"Whenever I go into a restaurant, I order both a chicken and an egg to see which comes first"

Thursday, February 7, 2013

Unhappy Marriages

Jennie Rothenberg Gritz writing in The Atlantic (2.7.13) quotes the opening lines from Tolstoy’s Anna Karenina: “"Happy families are all alike; every unhappy family is unhappy in its own way."

That line has always had a particular resonance for me because in the last few years I have returned to a study of theatre and am teaching a course at two universities on the nature of the relationship between well-known couples in Shakespeare, Tennessee Williams, and Edward Albee in Antony and Cleopatra, Othello, Who’s Afraid of Virginia Woolf, Cat on a Hot Tin Roof, and Streetcar Named Desire. George and Martha appear in the first scenes of Virginia Woolf not only hate each other, but want to flay, eviscerate, macerate and destroy.  It turns out, of course, that you can never tell what goes on within a marriage. At the end of the play we find out that George and Martha cannot do without each other and that together they intend to rebuild their marriage on a more honest foundation.

One of the most famous couples in literature, Antony and Cleopatra, are not exactly happy. Cleopatra is only out for her own interests – after all she has successfully negotiated the murderous plots and schemes of the Ptolemy family for decades and bedded Julius Caesar to assure her reign.  Her children by Caesar are her trump cards for a possible stellar future in Rome. Antony is her plaything, another powerful Roman who can offer her protection and political promise. 

Maggie the Cat says that she was born poor, lived poor, but by God she wasn’t going to die poor, and she works her wiles to assure that the wastrel, hopeless, spineless Brick emerges from his drunken depression over the death of his friend, Skipper.  Brick feels responsible and in his black dog funk will never be able to take over the reins of the Pollitt family, the wealthiest in Mississippi.  At the end of the play Williams leaves us with some hope when Maggie says that she really loves Brick, and he replies, “If only it were true”, suggesting that maybe they, like George and Martha can actually make a go of it, but few readers believe it.

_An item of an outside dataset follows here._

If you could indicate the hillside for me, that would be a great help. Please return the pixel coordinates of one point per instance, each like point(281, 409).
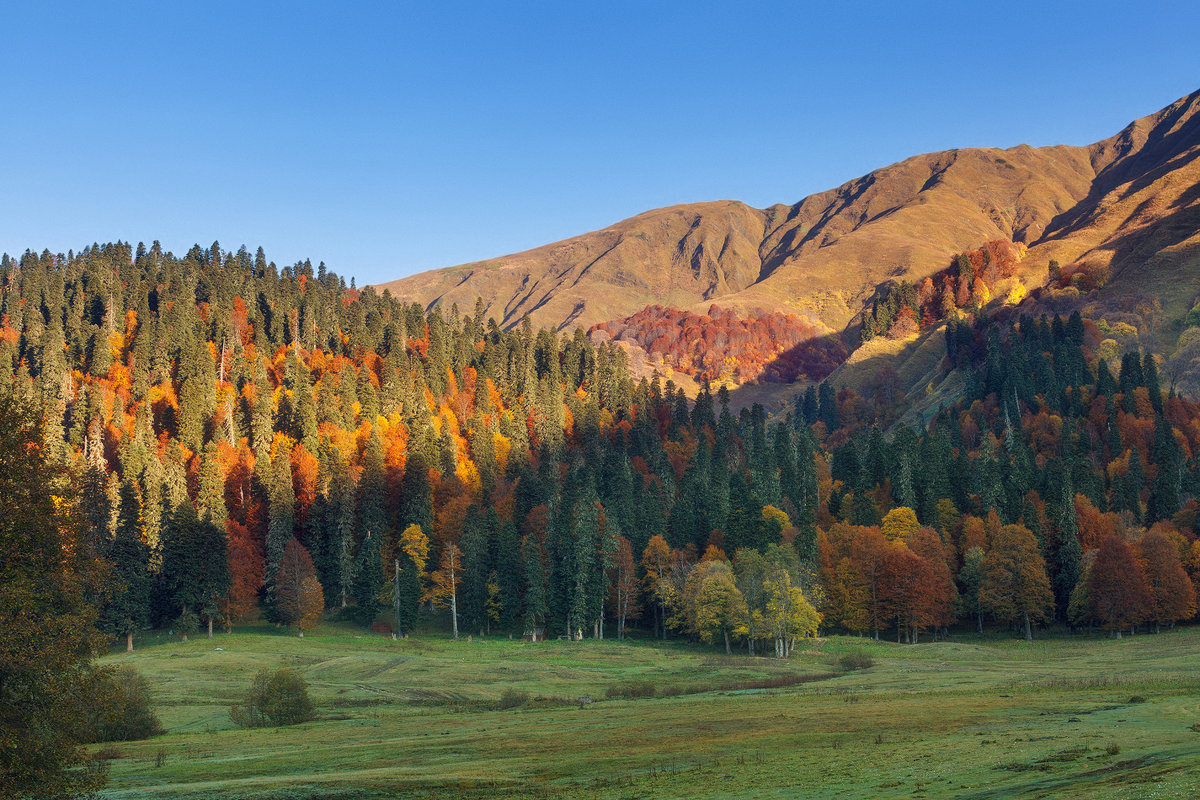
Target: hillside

Shakespeare was no fan of love, marriage, and families; and only Romeo and Juliet depicts innocent and pure love.  There are no villains, no scheming plots, no complex psychological dramas; and only bad luck does them in.  Not so in all the Histories where ‘marriage’ is hardly the term for  the arranged contracts between king and queen. The greatest of Shakespeare’s female characters (and there are many) are those women who fight for their rights and for the accession of their children.  Margaret, the wife of the weak Henry VI takes to the battlefield with courage and prowess.

Constance, the wife of King John’s elder brother, is a shrill she-bear of a defiant and purposeful woman demanding that her son, Arthur, take his rightful place as king. Volumnia, the mother of Coriolanus is the original mother-from-hell who manipulates and then destroys her son in the course of promoting his ambitions.  Although the Comedies all end with the marriage feast, one always has the feeling that Rosalind, Beatrice, and Portia all have married men far less intelligent and worthy than they, and the marriages will end up on the rocks.

Albee saw marriage as the worst expression of bourgeois satiety; and although he understood that the family was the crucible for inevitable personal change, he hated the mendacity, to use Williams’ term, the duplicity, the venality, and the inanity of it.

O’Neill saw families in the same way, and it is hard to find any hope or redemption either in his early grand guignol plays (e.g. Desire Under the Elms, Mourning Becomes Electra) or his later, more mature work. Arthur Miller saw family dissension, mistrust, and lack of love in the family of Willy Loman, or those in The Price or All My Sons.  Lillian Hellman was no fan of families either and depicts greed, hostility, and depravity in the guise of family history in Little Foxes.

Recently one of my older adult students came to me after class and told me that she was thinking of dropping out. Surprised, I asked why. “The plays you teach are too depressing”, she said.  “I like to read happy plays about happy people”.  I started to defend my choice of plays – how the greatest American playwrights, Shakespeare, Tolstoy, and others simply found nothing very interesting in happy families – but realized that there was no point.  I reflected on my student’s statement, however, and wondered if I was putting too much academic reflection on the likes of George and Martha who might simply be just nasty, brutish, ugly, unredeemable people.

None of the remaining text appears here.